TMAO is generated in the liver when the stomach metabolizes nutrients like choline and carnitine, which are abundant in a meat-rich Western diet. According to findings published in iScience, the TMAO can reprogram cells to become scar-forming myofibroblasts, resulting in fibrosis and vascular damage. Furthermore, FMO3, the enzyme responsible for the production of TMAO, is elevated in scleroderma patients.

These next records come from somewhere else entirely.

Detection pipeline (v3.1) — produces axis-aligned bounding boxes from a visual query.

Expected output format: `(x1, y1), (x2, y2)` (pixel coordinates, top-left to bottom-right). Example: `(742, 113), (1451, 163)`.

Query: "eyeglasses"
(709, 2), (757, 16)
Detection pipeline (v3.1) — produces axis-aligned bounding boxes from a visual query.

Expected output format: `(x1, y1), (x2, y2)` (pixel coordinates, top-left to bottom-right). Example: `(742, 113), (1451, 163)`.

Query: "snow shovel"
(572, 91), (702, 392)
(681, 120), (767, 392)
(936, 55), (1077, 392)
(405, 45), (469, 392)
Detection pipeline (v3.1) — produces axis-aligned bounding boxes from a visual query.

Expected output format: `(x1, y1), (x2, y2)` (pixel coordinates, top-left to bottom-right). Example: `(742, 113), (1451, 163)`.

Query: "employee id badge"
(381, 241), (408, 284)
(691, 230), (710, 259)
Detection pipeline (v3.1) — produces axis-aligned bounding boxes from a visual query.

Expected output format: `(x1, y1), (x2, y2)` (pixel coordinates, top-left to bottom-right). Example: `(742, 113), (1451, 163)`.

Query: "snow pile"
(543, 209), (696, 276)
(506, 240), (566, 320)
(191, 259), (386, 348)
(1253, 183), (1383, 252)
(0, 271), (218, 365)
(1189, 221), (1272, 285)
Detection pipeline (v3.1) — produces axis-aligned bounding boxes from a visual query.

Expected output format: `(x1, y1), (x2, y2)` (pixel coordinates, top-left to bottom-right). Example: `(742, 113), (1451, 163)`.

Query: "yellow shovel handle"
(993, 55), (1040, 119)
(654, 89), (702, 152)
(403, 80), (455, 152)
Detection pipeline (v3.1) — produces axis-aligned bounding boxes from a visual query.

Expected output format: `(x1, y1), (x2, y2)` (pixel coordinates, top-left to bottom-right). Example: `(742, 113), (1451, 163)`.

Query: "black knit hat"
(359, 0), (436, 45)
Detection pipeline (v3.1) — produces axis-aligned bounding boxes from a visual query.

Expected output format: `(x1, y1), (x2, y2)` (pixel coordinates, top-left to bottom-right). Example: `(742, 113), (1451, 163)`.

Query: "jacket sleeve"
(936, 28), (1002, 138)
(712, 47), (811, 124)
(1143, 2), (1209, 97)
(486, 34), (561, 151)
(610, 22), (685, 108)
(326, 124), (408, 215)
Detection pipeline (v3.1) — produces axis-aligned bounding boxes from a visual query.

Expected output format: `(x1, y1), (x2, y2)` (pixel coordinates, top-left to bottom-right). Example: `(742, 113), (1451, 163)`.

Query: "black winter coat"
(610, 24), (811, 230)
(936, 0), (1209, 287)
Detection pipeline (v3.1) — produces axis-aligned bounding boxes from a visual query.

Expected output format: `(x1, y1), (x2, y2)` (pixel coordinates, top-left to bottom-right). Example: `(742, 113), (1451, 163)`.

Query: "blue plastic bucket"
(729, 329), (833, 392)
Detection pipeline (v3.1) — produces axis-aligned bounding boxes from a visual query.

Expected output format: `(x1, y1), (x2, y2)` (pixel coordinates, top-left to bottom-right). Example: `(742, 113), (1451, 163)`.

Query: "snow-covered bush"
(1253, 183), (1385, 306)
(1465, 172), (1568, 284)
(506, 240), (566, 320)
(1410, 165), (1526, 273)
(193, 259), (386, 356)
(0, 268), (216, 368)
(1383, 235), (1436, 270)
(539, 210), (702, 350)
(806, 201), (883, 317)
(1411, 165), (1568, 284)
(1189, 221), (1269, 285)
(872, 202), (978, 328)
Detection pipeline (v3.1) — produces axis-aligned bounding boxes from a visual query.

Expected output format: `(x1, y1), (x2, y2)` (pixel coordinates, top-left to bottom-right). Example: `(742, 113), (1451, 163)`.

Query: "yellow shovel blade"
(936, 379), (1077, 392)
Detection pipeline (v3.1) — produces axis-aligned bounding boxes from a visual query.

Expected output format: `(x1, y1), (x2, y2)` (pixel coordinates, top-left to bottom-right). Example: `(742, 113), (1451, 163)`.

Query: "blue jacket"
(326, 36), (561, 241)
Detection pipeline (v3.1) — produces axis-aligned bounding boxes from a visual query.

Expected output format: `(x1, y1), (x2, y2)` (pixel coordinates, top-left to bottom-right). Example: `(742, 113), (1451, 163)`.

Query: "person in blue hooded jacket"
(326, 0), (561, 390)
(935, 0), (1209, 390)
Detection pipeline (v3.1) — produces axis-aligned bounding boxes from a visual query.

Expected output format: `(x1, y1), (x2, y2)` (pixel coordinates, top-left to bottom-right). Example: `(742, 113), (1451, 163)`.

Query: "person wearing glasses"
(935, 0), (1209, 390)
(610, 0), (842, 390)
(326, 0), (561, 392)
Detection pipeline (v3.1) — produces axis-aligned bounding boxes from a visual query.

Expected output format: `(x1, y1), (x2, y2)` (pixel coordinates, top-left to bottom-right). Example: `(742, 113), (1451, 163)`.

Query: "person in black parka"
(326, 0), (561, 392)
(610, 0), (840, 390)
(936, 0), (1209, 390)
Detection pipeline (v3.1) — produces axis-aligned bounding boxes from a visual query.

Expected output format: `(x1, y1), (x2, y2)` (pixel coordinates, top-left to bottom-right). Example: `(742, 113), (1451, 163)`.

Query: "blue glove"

“We have uncovered a novel mechanism linking the Western diet, the gut microbiome, and some of the devastating effects of scleroderma,” said John Varga, M.D., senior author of the paper and chief of the Division of Rheumatology at the University of Michigan Health. “We will next examine whether drugs or food products like virgin olive oil, can be used to block the formation of this compound in the gut to treat fibrosis.”
Reference: “Gut microbe-derived metabolite trimethylamine N-oxide activates PERK to drive fibrogenic mesenchymal differentiation” by Seok-Jo Kim, Swarna Bale, Priyanka Verma, Qianqian Wan, Feiyang Ma, Johann E. Gudjonsson, Stanley L. Hazen, Paul W. Harms, Pei-Suen Tsou, Dinesh Khanna, Lam C. Tsoi, Nilaksh Gupta, Karen J. Ho and John Varga, 24 June 2022, iScience.
The study was funded by the National Institutes of Health.